La commande de création d’un secret a le modèle suivant :

$ docker secret create [options] <nom du secret> [nom du fichier | -]

Un secret peut être créé de deux manières différentes. La première méthode utilise l’entrée standard pour créer un secret :

$ echo "secret one content" | docker secret create mysecret1 -

La commande echo imprime le texte fourni en paramètre sur la sortie standard, qui est ensuite dirigé vers l’entrée standard de la commande docker secret create. Le tiret (-) à la fin de la commande indique à la commande docker de lire à partir de l’entrée standard.

La deuxième méthode de création d’un secret consiste à utiliser un fichier qui stocke le secret.

$ echo "secret two content" > secret-file.txt
$ docker secret create mysecret2 ./secret-file.txt

Lister les secrets

La commande ls liste tous les secrets existants dans l’essaim docker.

$ docker secret ls

La commande affiche l’identifiant, le nom, les dates de création et de mise à jour des secrets.

Inspecter un secret

La commande inspect affiche des informations détaillées sur un secret au format JSON. Le contenu du secret n’est pas affiché.

$ docker secret ls
$ docker secret inspect mysecret1

Une sortie conviviale peut être affichée en utilisant l’option –pretty.

$ docker secret inspect --pretty mysecret1

Une information spécifique peut être affichée en utilisant l’option –format.

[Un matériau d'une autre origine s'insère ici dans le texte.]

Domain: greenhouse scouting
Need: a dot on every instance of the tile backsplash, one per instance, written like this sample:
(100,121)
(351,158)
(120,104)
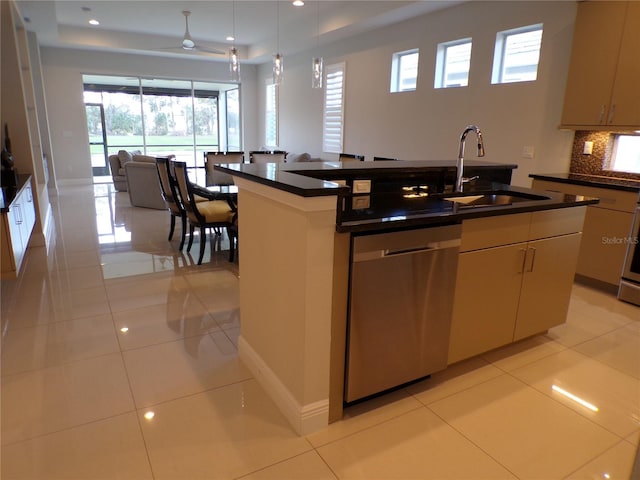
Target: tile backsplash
(595,164)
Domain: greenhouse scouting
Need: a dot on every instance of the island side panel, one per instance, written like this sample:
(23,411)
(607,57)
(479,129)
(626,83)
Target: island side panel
(286,285)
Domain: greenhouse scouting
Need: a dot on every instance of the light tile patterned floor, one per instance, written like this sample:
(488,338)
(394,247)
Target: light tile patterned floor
(115,323)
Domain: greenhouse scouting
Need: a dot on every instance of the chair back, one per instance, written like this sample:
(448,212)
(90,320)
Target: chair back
(273,156)
(186,192)
(216,177)
(349,157)
(168,186)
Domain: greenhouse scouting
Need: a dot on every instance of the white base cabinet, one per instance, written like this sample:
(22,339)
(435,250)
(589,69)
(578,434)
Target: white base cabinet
(515,274)
(16,227)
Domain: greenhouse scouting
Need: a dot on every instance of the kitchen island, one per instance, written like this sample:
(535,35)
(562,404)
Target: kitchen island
(296,226)
(607,224)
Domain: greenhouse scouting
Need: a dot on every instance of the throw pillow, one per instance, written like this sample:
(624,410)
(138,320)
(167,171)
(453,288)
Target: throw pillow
(144,158)
(124,157)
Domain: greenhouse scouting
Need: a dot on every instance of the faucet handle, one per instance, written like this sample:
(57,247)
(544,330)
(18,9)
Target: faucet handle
(470,179)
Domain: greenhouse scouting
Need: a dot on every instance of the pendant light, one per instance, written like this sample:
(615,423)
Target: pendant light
(234,59)
(278,59)
(317,62)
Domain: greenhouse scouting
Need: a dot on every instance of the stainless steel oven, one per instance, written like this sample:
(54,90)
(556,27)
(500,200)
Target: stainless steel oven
(629,290)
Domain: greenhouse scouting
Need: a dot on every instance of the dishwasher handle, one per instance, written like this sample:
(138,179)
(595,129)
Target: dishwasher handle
(384,253)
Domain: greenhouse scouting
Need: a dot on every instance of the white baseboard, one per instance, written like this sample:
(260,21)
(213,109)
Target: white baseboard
(68,182)
(305,419)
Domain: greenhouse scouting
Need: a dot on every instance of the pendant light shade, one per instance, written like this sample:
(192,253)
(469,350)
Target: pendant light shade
(316,72)
(278,59)
(278,68)
(317,62)
(234,58)
(234,64)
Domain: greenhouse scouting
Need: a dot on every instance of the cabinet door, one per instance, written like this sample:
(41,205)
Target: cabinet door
(16,221)
(486,300)
(546,284)
(625,100)
(29,212)
(594,57)
(603,247)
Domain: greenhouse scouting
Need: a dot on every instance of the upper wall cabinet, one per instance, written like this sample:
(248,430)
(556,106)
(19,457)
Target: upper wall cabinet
(604,73)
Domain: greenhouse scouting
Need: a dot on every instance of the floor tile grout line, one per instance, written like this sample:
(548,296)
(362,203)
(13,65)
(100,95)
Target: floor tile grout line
(567,407)
(60,364)
(68,428)
(369,427)
(473,443)
(592,459)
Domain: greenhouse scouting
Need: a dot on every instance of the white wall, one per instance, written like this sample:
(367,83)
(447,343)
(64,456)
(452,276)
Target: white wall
(62,70)
(426,124)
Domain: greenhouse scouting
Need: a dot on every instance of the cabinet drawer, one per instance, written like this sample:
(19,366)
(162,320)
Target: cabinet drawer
(551,223)
(609,198)
(479,233)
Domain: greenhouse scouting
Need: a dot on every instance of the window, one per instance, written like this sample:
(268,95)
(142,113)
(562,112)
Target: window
(516,55)
(452,64)
(232,101)
(157,116)
(271,115)
(333,119)
(404,71)
(626,154)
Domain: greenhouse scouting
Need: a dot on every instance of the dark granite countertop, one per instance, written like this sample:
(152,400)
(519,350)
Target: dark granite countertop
(313,179)
(388,207)
(399,212)
(9,194)
(612,183)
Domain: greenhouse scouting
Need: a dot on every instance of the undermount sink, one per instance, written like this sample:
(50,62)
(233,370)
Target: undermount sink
(493,199)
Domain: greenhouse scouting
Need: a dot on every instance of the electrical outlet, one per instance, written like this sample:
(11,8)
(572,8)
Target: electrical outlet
(362,186)
(360,202)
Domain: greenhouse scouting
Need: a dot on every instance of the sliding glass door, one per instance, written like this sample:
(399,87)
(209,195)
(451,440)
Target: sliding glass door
(97,139)
(165,117)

$ docker secret inspect --format '{{.UpdatedAt}}' mysecret

Supprimer un secret

La commande rm supprime un secret d’un essaim. La commande ne demande pas de confirmation avant de supprimer le secret.

$ docker secret rm myscret1

Un secret utilisé par un service en cours d’exécution ne peut pas être supprimé. Vous pouvez utiliser la rotation de secret pour supprimer un secret alors qu’un service est en cours d’exécution.

Utilisation des secrets dans les applications

Les secrets sont spécifiés lors de la création des services, soit en utilisant l’interface de ligne de commande, soit dans le fichier docker compose.

Exemple 1 : Utilisation de l’interface en ligne de commande

Créer un secret en utilisant l’interface en ligne de commande :

$ echo "the password secret" | docker secret create mypass -
$ docker secret ls
$ docker secret inspect mypass

Créez un service qui utilise le secret :

$ docker service create --name mynginx --secret mypass nginx:latest
$ docker service ls

Obtenir l’ID de la tâche (ID du conteneur) qui est nécessaire pour la commande docker exec.

$ docker ps

Afficher le contenu du secret stocké dans le dossier /run/secrets :

$ docker exec 7be95f99dbad cat /run/secrets/mypass

La commande ci-dessus devrait afficher le texte “the password secret”.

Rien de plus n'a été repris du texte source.